Yes, we think it will be largely because the hurdle rate to basically sign up for a subscription is a lot lower than our traditional CapEx model. So inside some of the large customers that we have that charge for a subscription probably falls much lower down in their delegation of authorities if you know what I mean by that. And so it should be a lot [indiscernible] and therefore, we should be able to reduce the time from interest to the time to getting into a contract for sure.

Michael Latimore

All right. Okay. Got it. Good. And then last, can you just remind me on the revenue recognition milestones. I think you obviously get someone final deployment, but there’s more along the way. Can you just remind me like what are the main ones that are going to — like, I think you have a material order as a procurement, these sort of things can be rev rec factors as well. But what are the key ones for the fourth quarter here in terms of those that generates rev rec on your deals?

Andrew Murphy

Sure. It’s a great question. And looking at Q4, a key for us will be first and foremost received materials and beginning to phase those materials into our manufacturing process under our revenue recognition policy [indiscernible] in that subsequent manufacturing initiation are critical to our profit and revenue wreck. So that will have to — that will contribute quite a bit. So obviously, we’re doing everything we can to continue to push our numbers forward and as we talked about in our speech, stave off any sort of potential risk of supply chain impacts.

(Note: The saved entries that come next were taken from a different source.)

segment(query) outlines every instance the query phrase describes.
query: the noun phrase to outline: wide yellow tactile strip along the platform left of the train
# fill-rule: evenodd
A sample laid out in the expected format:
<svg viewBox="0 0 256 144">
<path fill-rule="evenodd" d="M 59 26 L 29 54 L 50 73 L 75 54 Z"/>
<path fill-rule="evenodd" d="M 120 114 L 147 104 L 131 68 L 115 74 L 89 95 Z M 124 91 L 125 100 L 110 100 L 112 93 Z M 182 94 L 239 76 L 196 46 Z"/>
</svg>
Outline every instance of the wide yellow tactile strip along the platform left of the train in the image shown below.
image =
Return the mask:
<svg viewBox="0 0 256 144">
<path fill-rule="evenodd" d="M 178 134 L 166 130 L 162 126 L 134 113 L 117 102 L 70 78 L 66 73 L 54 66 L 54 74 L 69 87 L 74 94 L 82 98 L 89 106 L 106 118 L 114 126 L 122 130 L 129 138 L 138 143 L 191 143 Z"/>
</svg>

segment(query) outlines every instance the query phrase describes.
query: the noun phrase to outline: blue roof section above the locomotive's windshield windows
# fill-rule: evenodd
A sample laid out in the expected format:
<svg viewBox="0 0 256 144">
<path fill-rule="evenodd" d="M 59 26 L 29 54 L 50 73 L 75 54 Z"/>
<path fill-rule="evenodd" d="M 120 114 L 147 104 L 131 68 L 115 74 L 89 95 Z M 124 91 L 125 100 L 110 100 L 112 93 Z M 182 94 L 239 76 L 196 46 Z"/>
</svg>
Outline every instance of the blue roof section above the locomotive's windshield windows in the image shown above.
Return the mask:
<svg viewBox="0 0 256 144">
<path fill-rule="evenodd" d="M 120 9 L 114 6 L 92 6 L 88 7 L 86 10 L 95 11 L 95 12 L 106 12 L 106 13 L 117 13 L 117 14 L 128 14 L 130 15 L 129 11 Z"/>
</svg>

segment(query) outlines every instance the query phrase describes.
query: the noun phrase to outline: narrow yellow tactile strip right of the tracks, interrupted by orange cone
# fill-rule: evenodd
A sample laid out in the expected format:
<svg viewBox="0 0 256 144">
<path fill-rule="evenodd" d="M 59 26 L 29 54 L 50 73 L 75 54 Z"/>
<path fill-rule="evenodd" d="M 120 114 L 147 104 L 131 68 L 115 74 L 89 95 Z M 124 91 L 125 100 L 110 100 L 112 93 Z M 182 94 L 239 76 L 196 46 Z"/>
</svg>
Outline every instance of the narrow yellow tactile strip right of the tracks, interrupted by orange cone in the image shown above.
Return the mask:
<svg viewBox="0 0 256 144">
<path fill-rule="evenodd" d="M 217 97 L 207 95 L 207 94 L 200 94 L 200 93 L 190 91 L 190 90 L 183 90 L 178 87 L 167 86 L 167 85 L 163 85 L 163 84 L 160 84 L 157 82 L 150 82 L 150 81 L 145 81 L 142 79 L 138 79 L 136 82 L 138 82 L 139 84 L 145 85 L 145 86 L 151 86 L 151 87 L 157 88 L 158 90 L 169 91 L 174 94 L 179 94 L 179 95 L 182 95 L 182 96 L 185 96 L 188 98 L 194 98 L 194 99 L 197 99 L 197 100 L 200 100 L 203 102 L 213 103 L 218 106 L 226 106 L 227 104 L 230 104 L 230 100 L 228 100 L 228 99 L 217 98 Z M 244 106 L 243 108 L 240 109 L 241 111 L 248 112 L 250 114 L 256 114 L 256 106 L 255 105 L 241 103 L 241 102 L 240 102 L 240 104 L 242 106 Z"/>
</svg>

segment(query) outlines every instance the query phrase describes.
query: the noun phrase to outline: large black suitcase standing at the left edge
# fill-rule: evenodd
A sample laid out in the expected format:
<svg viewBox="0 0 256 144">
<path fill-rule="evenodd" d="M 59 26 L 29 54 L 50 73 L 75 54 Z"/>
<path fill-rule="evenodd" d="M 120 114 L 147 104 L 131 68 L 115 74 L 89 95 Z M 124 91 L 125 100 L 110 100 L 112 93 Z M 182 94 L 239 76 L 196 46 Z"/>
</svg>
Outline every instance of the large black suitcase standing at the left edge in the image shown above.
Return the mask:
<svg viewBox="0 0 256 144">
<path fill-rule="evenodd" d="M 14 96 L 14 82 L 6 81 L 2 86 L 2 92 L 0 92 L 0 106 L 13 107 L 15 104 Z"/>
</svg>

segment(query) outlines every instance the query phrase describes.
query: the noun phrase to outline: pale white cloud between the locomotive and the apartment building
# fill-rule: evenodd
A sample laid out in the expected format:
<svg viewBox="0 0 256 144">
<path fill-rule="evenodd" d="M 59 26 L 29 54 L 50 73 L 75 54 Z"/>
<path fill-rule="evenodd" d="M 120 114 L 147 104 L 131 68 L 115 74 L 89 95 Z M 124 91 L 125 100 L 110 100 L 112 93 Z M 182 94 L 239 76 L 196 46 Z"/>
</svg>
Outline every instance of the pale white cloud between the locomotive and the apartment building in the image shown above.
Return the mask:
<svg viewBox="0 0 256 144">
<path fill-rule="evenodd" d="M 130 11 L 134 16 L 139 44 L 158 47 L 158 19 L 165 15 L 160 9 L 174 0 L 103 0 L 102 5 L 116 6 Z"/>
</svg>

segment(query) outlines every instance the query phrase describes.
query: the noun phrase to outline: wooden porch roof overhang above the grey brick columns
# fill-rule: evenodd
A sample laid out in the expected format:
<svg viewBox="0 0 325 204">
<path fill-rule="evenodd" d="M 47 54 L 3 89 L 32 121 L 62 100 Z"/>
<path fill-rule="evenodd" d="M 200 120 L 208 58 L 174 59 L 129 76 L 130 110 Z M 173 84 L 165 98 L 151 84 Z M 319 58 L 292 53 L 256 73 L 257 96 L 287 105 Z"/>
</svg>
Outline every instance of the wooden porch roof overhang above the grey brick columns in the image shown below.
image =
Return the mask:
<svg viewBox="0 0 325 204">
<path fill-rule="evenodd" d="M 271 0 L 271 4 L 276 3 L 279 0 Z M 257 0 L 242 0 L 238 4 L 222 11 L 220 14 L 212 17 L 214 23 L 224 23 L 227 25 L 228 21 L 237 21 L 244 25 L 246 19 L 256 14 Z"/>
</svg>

But really the receipt of materials and the completion of manufacturing and subsequent shipment to project site and then the installation itself are really our key milestones.

Michael Latimore

Great. Thanks a lot. Best of luck.

Chuck Ferry

Thank you.

Operator

[Operator Instructions] I’m showing no additional questions in queue at this time. I’d like to turn the floor back over to Mr. Ferry for his closing comments.

Chuck Ferry

Thanks, operator. Again, thank you everyone for joining us on today’s call and in particular thanks to — I see a number of our shareholders on the call today. And again, on behalf of the entire company, we appreciate your support for what we’re doing. Thanks and have a great day. Over to you, operator.

Operator

Thank you. Before we conclude today’s call, I would like to provide Duos Safe Harbor statement that includes important cautions regarding forward looking statements made during this call. This earnings call contains forward looking statements within the meanings of the Private Securities Litigation Reform Act of 1995. Forward looking terminology such as believes, expects, may, will, should, anticipates, plans or their opposites or similar expressions are intended to identify forward looking statements. We caution you that these statements are not guarantees of future performance or events and are subject to a number of uncertainties, risks and other influences, many of which are beyond our control, which may influence the accuracy of the statements and the projections upon which the statements are based and could cause Duos Technologies Group’s Inc. actual results to differ materially from those anticipated by the forward looking statements. These risks and uncertainties [Technical Difficulty] The actual results may differ materially from those anticipated by the forward-looking statements. These risks and uncertainties include, but are not limited to those described in Item 1A in Duos’ annual report on Form 10-K which is expressly incorporated herein by reference and other factors as may periodically described in Duos’ filings with the SEC.

Thank you for joining us today on Duos Technologies Group’s 2022 third quarter earnings conference. You may now disconnect.